Not that ''Get Shorty'' offers the charged-up intensity of ''Pulp Fiction,'' a movie so hyperkinetic that Travolta's comparatively laid-back hit man came off as one of the more relaxing characters. The new picture is cooler in tone, more modest in ambition, less flamboyant in achievement. While it provides another neat spotlight for Travolta's newly mature talents, it surrounds these with story ingredients that aren't quite as clever, surprising, or amusing as they'd like to be.

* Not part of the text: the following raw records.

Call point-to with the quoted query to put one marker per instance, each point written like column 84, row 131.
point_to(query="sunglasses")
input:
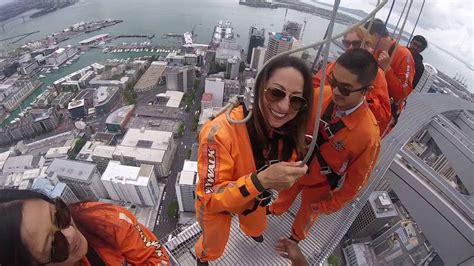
column 347, row 44
column 342, row 88
column 60, row 244
column 297, row 103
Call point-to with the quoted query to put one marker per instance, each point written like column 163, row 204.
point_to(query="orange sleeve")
column 219, row 189
column 379, row 102
column 356, row 177
column 137, row 243
column 400, row 76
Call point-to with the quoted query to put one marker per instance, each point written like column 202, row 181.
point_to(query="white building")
column 133, row 184
column 140, row 146
column 258, row 58
column 215, row 86
column 427, row 79
column 186, row 186
column 81, row 177
column 51, row 186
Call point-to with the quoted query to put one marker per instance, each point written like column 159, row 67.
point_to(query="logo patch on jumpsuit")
column 338, row 145
column 211, row 175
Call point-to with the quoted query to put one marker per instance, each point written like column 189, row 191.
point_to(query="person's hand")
column 289, row 249
column 384, row 60
column 281, row 175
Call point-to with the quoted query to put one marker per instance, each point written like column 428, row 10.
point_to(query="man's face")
column 416, row 46
column 347, row 91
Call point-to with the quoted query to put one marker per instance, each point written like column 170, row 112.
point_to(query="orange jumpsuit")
column 226, row 185
column 137, row 244
column 377, row 98
column 351, row 153
column 400, row 74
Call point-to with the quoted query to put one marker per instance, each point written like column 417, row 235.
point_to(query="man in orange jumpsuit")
column 348, row 145
column 399, row 70
column 377, row 97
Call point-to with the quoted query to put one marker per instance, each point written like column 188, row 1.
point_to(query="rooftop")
column 152, row 75
column 140, row 154
column 119, row 115
column 151, row 139
column 174, row 98
column 74, row 170
column 117, row 173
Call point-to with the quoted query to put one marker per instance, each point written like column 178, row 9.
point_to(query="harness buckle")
column 325, row 170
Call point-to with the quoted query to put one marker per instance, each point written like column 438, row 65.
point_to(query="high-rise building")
column 216, row 87
column 206, row 101
column 140, row 146
column 278, row 43
column 133, row 184
column 378, row 211
column 232, row 68
column 81, row 177
column 51, row 186
column 293, row 29
column 186, row 185
column 427, row 79
column 180, row 78
column 256, row 39
column 258, row 58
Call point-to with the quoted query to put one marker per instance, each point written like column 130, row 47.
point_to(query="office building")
column 51, row 186
column 215, row 86
column 105, row 99
column 377, row 212
column 152, row 78
column 142, row 146
column 258, row 58
column 132, row 184
column 293, row 29
column 256, row 39
column 180, row 78
column 117, row 120
column 278, row 42
column 186, row 186
column 206, row 101
column 427, row 78
column 77, row 109
column 81, row 177
column 61, row 55
column 232, row 67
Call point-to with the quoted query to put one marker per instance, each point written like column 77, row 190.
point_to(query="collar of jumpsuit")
column 340, row 113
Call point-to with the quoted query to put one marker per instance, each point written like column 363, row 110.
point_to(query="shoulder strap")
column 93, row 257
column 325, row 133
column 392, row 48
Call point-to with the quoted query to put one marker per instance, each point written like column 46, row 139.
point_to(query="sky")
column 447, row 23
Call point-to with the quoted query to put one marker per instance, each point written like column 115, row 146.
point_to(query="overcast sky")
column 446, row 23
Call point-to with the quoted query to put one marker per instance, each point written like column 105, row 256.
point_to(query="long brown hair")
column 293, row 131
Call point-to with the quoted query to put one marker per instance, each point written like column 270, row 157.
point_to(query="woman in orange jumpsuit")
column 237, row 163
column 37, row 230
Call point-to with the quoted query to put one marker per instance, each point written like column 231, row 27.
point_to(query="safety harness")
column 326, row 132
column 261, row 162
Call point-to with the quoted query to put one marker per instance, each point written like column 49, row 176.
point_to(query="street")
column 165, row 224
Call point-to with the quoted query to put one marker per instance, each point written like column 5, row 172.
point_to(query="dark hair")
column 361, row 63
column 378, row 26
column 294, row 130
column 12, row 249
column 98, row 232
column 421, row 40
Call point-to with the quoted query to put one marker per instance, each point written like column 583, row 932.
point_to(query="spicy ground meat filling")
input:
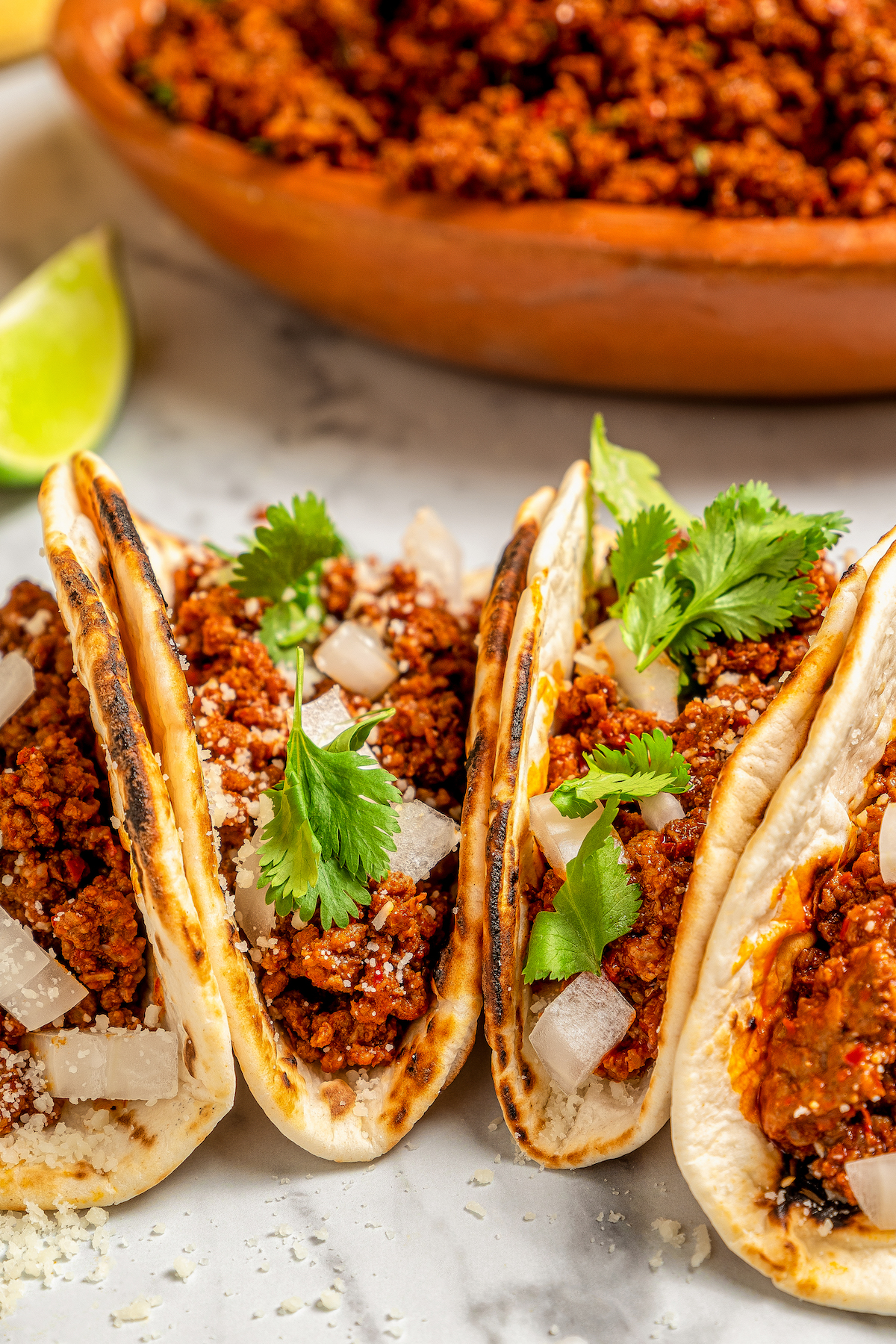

Based on Elmore Leonard's bouncy novel, ''Get Shorty'' offers the unusual spectacle of a Hollywood satire aimed at Hollywood itself. Travolta plays Chili Palmer, a mob money collector who flies into Los Angeles on the trail of a client who's absconded with a bagful of cash. Among the people he meets are a small-time producer who wants to graduate from Grade Z productions to big-time cinema; the producer's girlfriend, a former leading lady in those Grade Z productions; and a Major Motion-Picture Star who's eager to learn gangster-speak by hanging around with an expert like our hero.
Leonard's novel gets most of its humor from three sources: the raffish rhythms of subtly exaggerated speech patterns, the goofy interplay among folks who embody variegated forms of sleaziness, and the inspired idiocy of the unproduced film script that sparks heated rivalry among the main characters. Written by Scott Frank, the movie version tones down the dialogue, smooths out some character conflicts, and eliminates most details about the fought-over script. This adds to the economy and punchiness of the movie, but it reduces the story's overall impact. It becomes more a smart-alecky trifle than the wicked show-biz parody it might have been with more fidelity to Leonard's vision.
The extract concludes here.